Israeli Company Surveys Land in Hebron for Settlements' Road Expansion

HEBRON, August 30, 2015 (WAFA) – An Israeli land surveying company Sunday surveyed tracts of land adjacent to Hebron-Jerusalem highway 60, and belong to several local Palestinian families, said a farmer from Hebron who witnessed the Israeli company begin surveying works.

Atta Jaber, a local Palestinian farmer, told WAFA the company was surveying Palestinian private-owned lands at a 12-meter-depth from both sides of the road, just to the outside of Beit Enoun junction.

According to WAFA’s correspondent, the company which is yet to be identified is most likely surveying land to expand the Hebron-Jerusalem highway 60 starting from the Beit Enoun junction all the way to al-Baq’a area, in which the Jaber family has few dunums of land.

Jaber said the lands being surveyed, including al-Baq’a, are the most fertile in the area and are planted with thousands of grape trees.

The witnesses said if the land in question was confiscated, they would be seized for the benefit of illegal Israeli settlers who use the road to move between the southern illegal settlements.

Peace Now, an Israeli human rights group, says over the years, Israel used a number of legal and bureaucratic procedures in order to appropriate West Bank lands, with the primary objective of establishing settlements and providing land reserves for them.

“Using primarily these five methods: seizure for military purposes; declaration of state lands; seizure of absentee property; confiscation for public needs; and initial registration, Israel has managed to take over about 50% of the lands in the West Bank, barring the local Palestinian public from using them,” the group argues.
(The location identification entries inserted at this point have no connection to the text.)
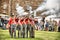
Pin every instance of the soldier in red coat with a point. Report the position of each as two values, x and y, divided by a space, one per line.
12 26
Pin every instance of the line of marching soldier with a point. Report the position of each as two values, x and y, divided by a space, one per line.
23 24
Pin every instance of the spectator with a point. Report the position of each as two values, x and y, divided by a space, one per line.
59 26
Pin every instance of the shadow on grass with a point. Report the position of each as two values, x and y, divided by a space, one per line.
58 36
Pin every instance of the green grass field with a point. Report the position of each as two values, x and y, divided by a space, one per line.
39 35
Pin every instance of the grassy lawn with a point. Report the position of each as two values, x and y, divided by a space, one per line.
39 35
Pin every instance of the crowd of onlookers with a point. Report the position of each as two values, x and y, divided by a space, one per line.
3 22
48 25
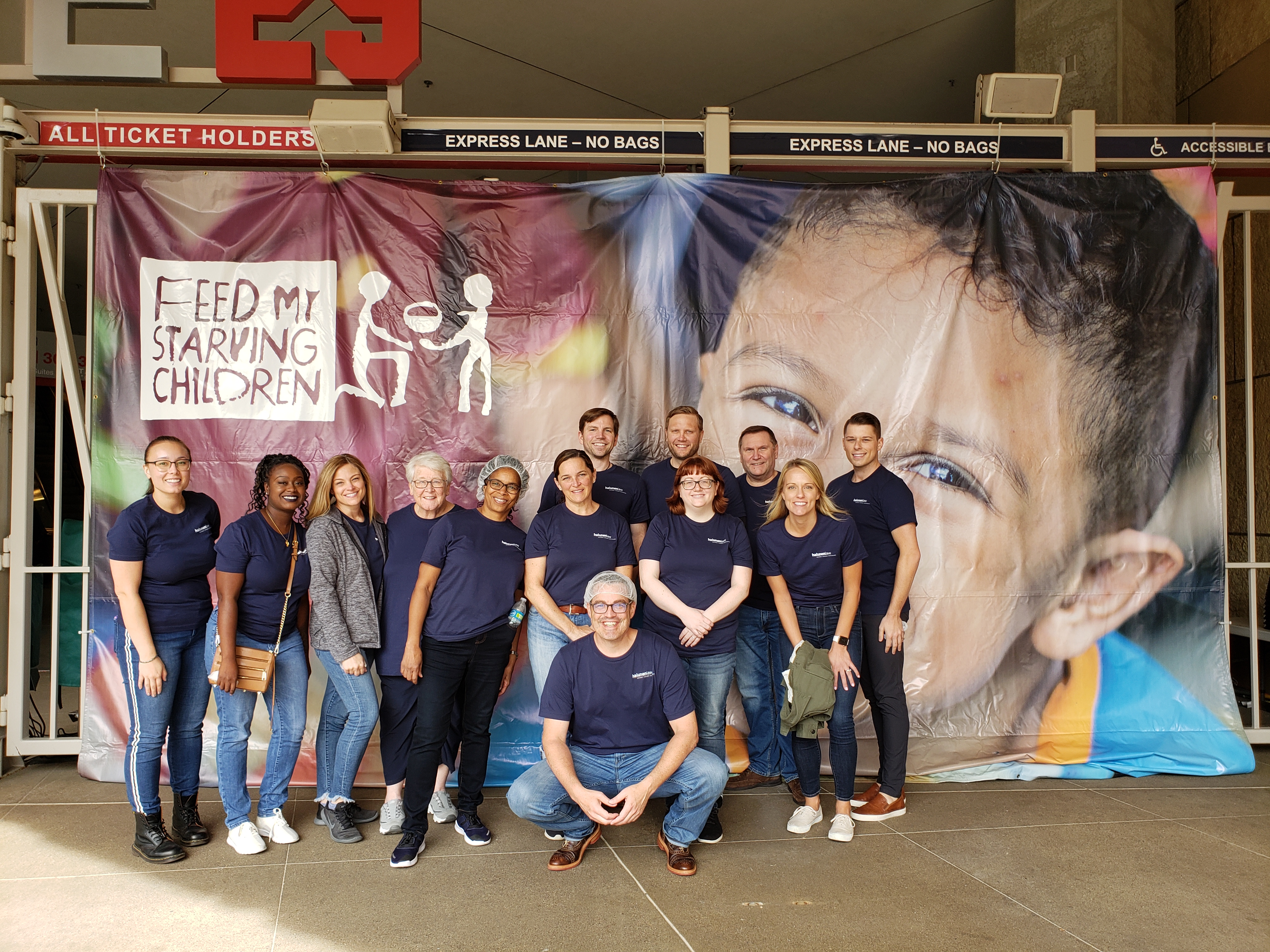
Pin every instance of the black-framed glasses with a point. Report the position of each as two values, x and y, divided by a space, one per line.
164 465
704 483
604 609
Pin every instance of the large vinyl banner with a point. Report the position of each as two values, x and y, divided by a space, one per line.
1041 348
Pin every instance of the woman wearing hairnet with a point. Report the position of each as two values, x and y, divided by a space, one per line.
459 640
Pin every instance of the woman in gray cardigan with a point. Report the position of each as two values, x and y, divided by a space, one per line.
347 551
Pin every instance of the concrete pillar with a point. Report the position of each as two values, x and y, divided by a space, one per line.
1117 56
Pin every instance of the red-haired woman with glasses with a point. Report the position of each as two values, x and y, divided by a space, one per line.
695 568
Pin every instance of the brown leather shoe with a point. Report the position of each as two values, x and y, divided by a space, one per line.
861 799
572 852
797 791
878 809
748 780
679 860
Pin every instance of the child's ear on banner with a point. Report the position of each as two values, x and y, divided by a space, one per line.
1119 574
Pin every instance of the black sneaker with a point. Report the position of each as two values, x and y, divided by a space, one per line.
408 850
713 830
340 824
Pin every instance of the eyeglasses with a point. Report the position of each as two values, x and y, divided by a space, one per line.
704 483
497 485
603 609
425 484
164 465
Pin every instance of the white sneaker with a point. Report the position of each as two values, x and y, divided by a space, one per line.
843 828
804 819
392 817
246 840
276 828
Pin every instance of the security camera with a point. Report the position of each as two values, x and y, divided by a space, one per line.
16 126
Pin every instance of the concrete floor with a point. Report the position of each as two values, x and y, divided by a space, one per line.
1154 864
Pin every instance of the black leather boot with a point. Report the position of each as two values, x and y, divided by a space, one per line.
187 828
153 843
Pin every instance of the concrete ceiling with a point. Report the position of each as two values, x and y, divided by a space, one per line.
812 60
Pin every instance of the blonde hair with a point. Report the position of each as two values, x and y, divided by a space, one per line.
323 496
825 506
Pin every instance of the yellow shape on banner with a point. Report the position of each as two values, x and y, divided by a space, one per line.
583 352
1067 724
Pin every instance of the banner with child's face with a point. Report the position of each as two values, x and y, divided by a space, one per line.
1041 351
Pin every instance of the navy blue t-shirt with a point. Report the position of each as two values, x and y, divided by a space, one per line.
177 552
621 490
660 484
696 562
812 565
618 705
255 549
879 504
577 547
408 536
756 513
482 565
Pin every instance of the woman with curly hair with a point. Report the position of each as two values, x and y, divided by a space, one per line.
262 582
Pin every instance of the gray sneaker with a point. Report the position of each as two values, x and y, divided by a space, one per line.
392 817
443 809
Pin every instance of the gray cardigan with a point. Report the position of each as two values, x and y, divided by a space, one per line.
346 611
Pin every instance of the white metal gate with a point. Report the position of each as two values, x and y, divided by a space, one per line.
45 221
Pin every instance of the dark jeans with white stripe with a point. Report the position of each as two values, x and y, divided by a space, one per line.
173 717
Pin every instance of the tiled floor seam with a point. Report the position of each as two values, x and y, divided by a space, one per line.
1006 895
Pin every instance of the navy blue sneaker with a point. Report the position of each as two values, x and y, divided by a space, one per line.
408 850
475 833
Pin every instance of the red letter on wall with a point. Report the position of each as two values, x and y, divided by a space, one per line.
241 58
389 61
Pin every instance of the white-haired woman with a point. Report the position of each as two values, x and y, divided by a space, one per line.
459 643
409 529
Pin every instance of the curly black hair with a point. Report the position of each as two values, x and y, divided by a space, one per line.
263 470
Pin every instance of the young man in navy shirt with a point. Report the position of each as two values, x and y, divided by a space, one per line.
624 699
882 504
761 643
684 427
616 488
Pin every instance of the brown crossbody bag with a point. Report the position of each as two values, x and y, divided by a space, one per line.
256 667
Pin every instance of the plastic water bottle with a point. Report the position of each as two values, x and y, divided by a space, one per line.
518 614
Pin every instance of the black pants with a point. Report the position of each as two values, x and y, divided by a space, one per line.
398 711
474 671
882 678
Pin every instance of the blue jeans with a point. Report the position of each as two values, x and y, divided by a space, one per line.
538 796
174 715
710 681
763 654
288 719
350 710
818 624
545 643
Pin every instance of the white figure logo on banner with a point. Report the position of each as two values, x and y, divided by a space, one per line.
375 287
479 292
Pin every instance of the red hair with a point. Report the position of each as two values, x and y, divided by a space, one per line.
696 466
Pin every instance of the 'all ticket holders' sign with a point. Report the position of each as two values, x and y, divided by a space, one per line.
251 342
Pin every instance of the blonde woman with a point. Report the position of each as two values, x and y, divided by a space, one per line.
347 551
811 554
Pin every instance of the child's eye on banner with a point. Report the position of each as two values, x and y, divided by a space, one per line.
787 404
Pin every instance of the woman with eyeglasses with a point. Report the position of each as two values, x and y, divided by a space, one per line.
567 546
255 562
460 640
162 551
695 568
409 530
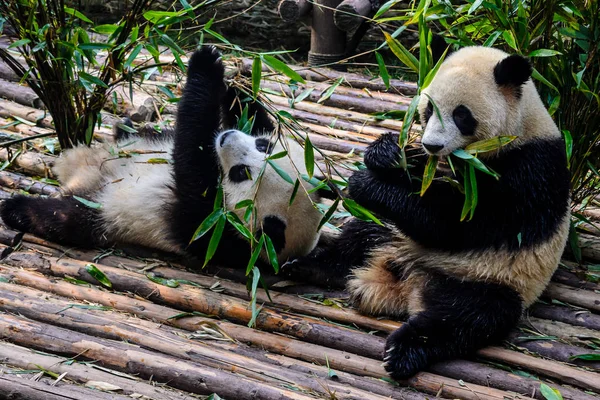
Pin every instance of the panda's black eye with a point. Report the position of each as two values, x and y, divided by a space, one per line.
264 145
239 173
428 111
464 120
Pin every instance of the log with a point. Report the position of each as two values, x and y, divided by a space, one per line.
336 113
131 359
353 80
116 326
206 302
364 105
18 388
571 295
16 181
553 349
338 360
20 93
327 42
293 10
25 358
351 13
568 315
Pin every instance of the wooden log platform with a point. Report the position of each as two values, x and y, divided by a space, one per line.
64 335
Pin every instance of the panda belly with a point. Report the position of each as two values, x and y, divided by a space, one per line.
392 279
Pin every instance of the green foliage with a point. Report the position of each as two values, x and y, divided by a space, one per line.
73 72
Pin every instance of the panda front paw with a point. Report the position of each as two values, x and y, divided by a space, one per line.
405 353
383 153
206 63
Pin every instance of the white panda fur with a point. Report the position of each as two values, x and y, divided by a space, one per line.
463 285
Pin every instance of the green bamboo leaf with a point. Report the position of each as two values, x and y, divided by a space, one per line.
429 173
327 93
284 175
328 214
282 68
88 203
162 281
98 275
207 224
309 157
549 393
383 73
491 144
77 14
215 239
544 53
256 76
271 253
19 43
255 254
400 51
91 78
408 119
294 192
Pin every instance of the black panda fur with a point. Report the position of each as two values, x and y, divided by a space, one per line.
463 285
169 202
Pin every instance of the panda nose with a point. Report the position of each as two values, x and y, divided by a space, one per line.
433 148
224 136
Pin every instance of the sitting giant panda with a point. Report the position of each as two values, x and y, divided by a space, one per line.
463 285
161 205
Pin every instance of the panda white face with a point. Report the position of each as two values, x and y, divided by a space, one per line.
242 158
476 99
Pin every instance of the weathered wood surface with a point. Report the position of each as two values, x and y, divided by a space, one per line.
131 327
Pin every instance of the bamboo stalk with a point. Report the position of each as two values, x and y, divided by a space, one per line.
25 358
184 375
338 360
116 326
571 295
354 80
19 388
570 316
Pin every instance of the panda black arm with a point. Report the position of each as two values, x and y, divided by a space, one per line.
522 209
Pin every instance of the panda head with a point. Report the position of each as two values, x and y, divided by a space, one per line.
480 93
246 175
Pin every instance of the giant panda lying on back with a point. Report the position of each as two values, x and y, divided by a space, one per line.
161 205
463 285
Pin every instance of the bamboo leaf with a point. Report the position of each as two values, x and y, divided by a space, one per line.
400 51
383 73
281 67
256 76
271 253
309 157
327 94
98 275
88 203
207 224
215 239
429 173
284 175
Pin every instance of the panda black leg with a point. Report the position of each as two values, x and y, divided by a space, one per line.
61 220
458 319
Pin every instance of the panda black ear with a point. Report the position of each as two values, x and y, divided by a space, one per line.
514 71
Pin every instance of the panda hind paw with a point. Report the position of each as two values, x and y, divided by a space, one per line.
206 61
405 353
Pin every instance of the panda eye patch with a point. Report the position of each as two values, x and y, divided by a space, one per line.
239 173
464 120
428 111
263 145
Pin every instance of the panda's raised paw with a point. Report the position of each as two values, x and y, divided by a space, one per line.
405 353
206 62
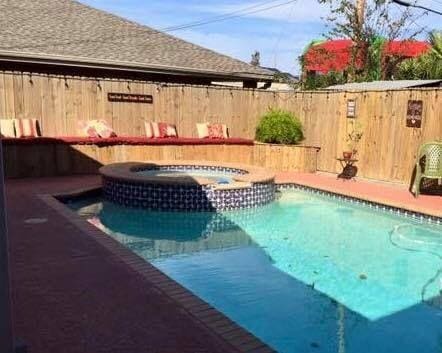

Since 2009 and until 2014, figures show the Jewish settler population in the West Bank has grown by 23 percent. With this growth, more land is being confiscated for public needs to construct and expand roads, build new settlements and residential units as well as confiscate land for settler’ personal benefit.

According to the Council for European Palestinian Relations (CEPR), there are currently 121 Israeli settlements and approximately 102 Israeli outposts built illegally on Palestinian land occupied by Israel since 1967 (West Bank, East Jerusalem and the Golan Heights). The largest of the illegal settlements is Modi'in Ilit, with a population of 46,245 as of 2009.